My eyes narrowed with concern. “Go on.”
“I was with him at the ranger station, and he asked if my son Matthew would be willing to babysit for Jeremiah that Saturday night. All night. He was wondering if Matthew could sleep over at his house.”
“Why didn’t he have Adrian do it?”
“That’s the thing. Ellen and Adrian were both out of town. She was off at some retail conference in New Orleans, and Adrian went with her.”
“Ah.” I got the picture.
“Yes, you see why it bothered me, right? Dennis was going to be gone all night, and he wanted a babysitter from Stanton, not Everywhere. He didn’t want the news getting around. I was pretty sure he was having an affair and looking for a way to hide it.”
“Well, I doubt it’s the first time, if you believe the rumors.”
“Oh, I’m sure that’s true. Like I say, I know Dennis, warts and all. I wasn’t crazy about it, but I agreed to let Matthew do it. He’s been trying to save money to buy a telescope, and Dennis was offering a hundred dollars to have him stay over. I knew Matthew could use the cash.”
“So what happened?”
“Well, it seemed to go fine. Matthew and Jeremiah hung out watching TV and playing video games during the evening, and then he got Jeremiah ready for bed around nine thirty. No problem. Except I got a call from Matthew at one in the morning.
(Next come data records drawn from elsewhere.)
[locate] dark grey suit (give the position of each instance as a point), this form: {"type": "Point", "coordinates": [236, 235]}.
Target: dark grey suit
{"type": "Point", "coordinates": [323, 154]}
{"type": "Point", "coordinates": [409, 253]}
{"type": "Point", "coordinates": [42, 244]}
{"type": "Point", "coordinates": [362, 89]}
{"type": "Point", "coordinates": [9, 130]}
He was in a panic.”
“Why?”
“He went to check on Jeremiah before he went to bed himself. The boy wasn’t in his room.”
“He was gone?”
“Yes. Matthew was about to call 911, but I told him first to search the house and then walk around the yard to see if he could find the boy anywhere. That’s what he did. Matthew found Jeremiah hanging out on the back porch below his bedroom window. He said he’d climbed down to watch the stars.”
“So what’s the problem?”
“Well, Matthew was pretty sure that Jeremiah was lying. The boy wasn’t in his pajamas anymore. He’d changed clothes. And his shoes were all muddy, like he’d been off in the woods somewhere. Matthew asked him about it, but the boy swore he hadn’t been anywhere. He said he went out in the middle of the lawn, and that was that.”
“But?” I asked, because I could tell the story wasn’t over.
“But Matthew said something else, too. He told me the boy looked really, really scared. I mean, the poor kid was trembling. It was like Jeremiah had seen a monster.”
Chapter Twenty
I slept through my alarm on Sunday morning. Instead of waking up at five thirty, I woke up at seven. My father was already gone. His cruiser wasn’t in the driveway. I got ready quickly and then made my usual stop at the Nowhere Café for breakfast. Like last night, the tables were filled with out-of-towners.
I called out my order to Breezy and took a seat at the counter next to Adam. He was on the same stool he’d been at the previous night, looking as if he’d never left, except for the fact that he was back in his deputy’s uniform. His eyes were bloodshot and rimmed with dark circles, his hair was dirty, and he had a pot of coffee and four aspirin on the counter in front of him, the universal clues of someone nursing a hangover.
“You get the license plate?” I asked.
“What?”
“Of the truck that ran you over.”
“Ha. Funny.”
I laughed, but Adam didn’t. He popped all of the aspirin onto his tongue and washed it down with coffee.
“Has my father been in here?”
“Yeah, he already went over to the office.”